Diary Of An x264 Developer

11/25/2010 (8:35 pm)

Announcing TMPGEnc 4: now with x264!

Filed under: commercial,japan,licensing,x264 ::

A few months ago, we announced a commercial licensing program so that even companies unable to use GPL software in their products have a chance to use the open source x264 instead of proprietary alternatives.  The system worked on two basic concepts.  First, all licensees would still be required to give their changes to x264 back to us: x264 must forever remain free, with no useful contributions kept hidden from the community.  Second, all the profits would go directly back to x264, primarily to the developers who’ve made the most significant contributions to x264 over the years, but also to funding future development, bounties for new features, as well as contributing to other related projects (e.g. Videolan and ffmpeg).

Over the past couple of months, we’ve gotten an enormous response; over 40 companies have inquired about licensing, with more contacting us every day.  Due to the sheer volume of interest, we’ve partnered with CoreCodec, the creators of the free Matroska container format and developers of CoreAVC, to make x264 as widely available as possible in the world of commercial software as it is in the world of open source.  All of this is already filtering back to benefiting x264 users, with many bugs being reported by commercial licensees as well as some code contributed.

Today, we announce the first commercial consumer encoding software to switch to x264: Pegasys Inc.’s TMPGEnc.  Expect many more to follow: with x264 now available commercially as well as freely, there are few excuses left to use any other H.264 encoder.  Vendors of overpriced, underpowered proprietary competitors should begin looking for new jobs.

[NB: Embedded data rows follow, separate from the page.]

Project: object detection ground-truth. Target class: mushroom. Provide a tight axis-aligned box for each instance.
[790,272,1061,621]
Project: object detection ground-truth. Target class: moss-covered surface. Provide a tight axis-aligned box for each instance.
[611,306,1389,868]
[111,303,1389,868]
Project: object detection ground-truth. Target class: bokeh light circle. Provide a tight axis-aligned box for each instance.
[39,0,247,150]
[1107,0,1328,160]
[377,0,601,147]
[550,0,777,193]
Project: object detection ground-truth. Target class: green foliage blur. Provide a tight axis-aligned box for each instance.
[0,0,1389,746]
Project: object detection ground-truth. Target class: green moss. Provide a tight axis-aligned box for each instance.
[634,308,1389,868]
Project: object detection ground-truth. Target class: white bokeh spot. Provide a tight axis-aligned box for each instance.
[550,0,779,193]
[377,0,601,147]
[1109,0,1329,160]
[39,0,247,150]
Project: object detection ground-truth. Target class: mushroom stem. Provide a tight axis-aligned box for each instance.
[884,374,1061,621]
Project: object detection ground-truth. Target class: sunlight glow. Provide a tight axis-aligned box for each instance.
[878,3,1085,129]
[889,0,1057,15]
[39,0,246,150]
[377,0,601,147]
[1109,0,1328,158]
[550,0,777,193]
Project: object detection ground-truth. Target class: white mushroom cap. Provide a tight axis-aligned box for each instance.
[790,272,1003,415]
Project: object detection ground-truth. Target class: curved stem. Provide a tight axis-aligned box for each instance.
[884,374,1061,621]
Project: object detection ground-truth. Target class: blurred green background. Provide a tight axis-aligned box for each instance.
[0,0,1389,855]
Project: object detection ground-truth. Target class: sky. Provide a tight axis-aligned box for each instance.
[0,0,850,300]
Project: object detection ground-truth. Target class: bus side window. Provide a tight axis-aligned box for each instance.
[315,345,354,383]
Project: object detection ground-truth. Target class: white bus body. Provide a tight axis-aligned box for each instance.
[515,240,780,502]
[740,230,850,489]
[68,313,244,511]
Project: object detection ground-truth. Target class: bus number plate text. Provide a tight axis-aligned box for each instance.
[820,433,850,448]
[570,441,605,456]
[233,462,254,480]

(Pegasys press release: English, Japanese)

11/25/2010 (1:30 pm)

Patent skullduggery: Tandberg rips off x264 algorithm

Filed under: patents,ripoffs,x264 ::

Update: Tandberg claims they came up with the algorithm independently: to be fair, I can actually believe this to some extent, as I think the algorithm is way too obvious to be patented.  Of course, they also claim that the algorithm isn’t actually identical, since they don’t want to lose their patent application.

I still don’t trust them, but it’s possible it’s merely bad research (and thus being unaware of prior art) as opposed to anything malicious.  Furthermore, word from within their office suggests they’re quite possibly being honest: supposedly the development team does not read x264 code at all.  So this might just all be very bad luck.

Regardless, the patent is still complete tripe, and should never have been filed.

Most importantly, stop harassing the guy whose name is on the patent (Lars): he’s just a programmer, not the management or lawyers responsible for filing the patent.  This is stupid and unnecessary.  I’ve removed the original post because of this; it can be found here for those who want to read it.